The tree revealed more than just our changing social norms, though. Technically a mathematical graph structure that connects mating and parenthood links, the family tree was created by analyzing 86 million public profiles from Geni.com, one of the largest collaborative genealogy websites. In this enormous wealth of data was a data set of 3 million relatives within the larger family tree, which allowed the researchers to explore another trend: the influence of “nature and nurture” on longevity.

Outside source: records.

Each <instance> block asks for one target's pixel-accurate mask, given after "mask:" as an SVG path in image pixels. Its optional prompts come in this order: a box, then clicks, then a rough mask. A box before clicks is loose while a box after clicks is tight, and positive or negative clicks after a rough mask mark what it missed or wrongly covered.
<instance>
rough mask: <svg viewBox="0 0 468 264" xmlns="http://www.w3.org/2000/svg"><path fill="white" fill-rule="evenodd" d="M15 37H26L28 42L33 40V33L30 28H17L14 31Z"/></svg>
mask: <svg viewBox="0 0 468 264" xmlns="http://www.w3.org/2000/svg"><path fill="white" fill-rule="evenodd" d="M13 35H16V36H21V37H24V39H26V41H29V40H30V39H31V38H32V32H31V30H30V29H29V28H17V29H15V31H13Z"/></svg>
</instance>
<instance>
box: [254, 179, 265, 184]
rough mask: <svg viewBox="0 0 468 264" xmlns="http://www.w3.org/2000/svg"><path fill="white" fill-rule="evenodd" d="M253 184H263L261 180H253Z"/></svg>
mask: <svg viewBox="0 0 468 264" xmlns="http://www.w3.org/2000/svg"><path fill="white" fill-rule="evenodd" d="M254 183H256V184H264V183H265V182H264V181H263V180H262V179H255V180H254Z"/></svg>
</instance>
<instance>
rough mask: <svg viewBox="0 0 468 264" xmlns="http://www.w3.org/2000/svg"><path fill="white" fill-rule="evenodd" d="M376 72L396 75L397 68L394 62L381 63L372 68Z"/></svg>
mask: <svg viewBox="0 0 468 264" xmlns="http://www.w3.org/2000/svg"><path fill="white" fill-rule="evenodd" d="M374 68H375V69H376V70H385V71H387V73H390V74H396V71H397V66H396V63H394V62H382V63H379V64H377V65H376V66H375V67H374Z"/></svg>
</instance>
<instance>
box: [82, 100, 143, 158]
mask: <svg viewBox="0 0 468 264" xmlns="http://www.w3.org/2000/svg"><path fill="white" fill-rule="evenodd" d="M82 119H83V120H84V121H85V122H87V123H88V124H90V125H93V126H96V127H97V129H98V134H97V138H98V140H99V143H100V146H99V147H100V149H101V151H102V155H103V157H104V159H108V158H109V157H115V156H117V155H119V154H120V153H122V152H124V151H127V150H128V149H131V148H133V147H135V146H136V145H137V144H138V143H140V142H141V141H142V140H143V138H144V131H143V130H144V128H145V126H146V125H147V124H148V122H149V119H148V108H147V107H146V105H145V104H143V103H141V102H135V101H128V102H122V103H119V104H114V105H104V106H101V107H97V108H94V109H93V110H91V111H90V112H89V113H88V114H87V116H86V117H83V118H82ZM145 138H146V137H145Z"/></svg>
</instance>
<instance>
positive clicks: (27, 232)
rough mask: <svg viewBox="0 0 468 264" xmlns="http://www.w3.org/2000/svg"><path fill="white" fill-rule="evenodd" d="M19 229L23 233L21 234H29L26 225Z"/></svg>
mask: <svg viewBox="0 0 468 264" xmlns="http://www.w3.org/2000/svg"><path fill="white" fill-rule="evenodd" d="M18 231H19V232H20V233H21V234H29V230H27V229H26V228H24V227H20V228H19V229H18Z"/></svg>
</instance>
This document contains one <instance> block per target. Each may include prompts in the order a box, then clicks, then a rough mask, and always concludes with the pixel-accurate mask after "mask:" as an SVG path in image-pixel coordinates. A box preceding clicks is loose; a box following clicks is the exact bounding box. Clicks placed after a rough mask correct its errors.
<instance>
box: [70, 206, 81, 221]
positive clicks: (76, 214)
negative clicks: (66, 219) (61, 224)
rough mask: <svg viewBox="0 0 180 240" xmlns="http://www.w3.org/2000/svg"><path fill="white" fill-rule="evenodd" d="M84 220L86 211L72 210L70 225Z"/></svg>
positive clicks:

For this part of the study, they specified their study group to include people born between 1600 and 1910 who lived past the age of 30, excluding twins and people who died because of natural disasters, the U.S. Civil War, or either of the World Wars. When they compared each individual’s lifespan to that of their relatives, they came across something surprising: Genes only explained about 16 percent of longevity variation.
That strays from previous estimates that genes affect 15 to 30 percent of longevity variation and indicate that good longevity genes can extend a person’s life by an average of five years.
“That’s not a lot,” senior author Yaniv Erlich, Ph.D., commented in a statement released Thursday. “Previous studies have shown that smoking takes 10 years off of your life. That means some life choices could matter a lot more than genetics.”
The study authors have released their data set on the academic research site FamiLinx.org with the hopes that other scientists can apply the information to other fields, like anthropology and genetics. Room for further future work is available too. In this dataset, 85 percent of the profiles originated from just Europe and North America. To get a full scope of global interconnectedness, we’ll need a lot more information.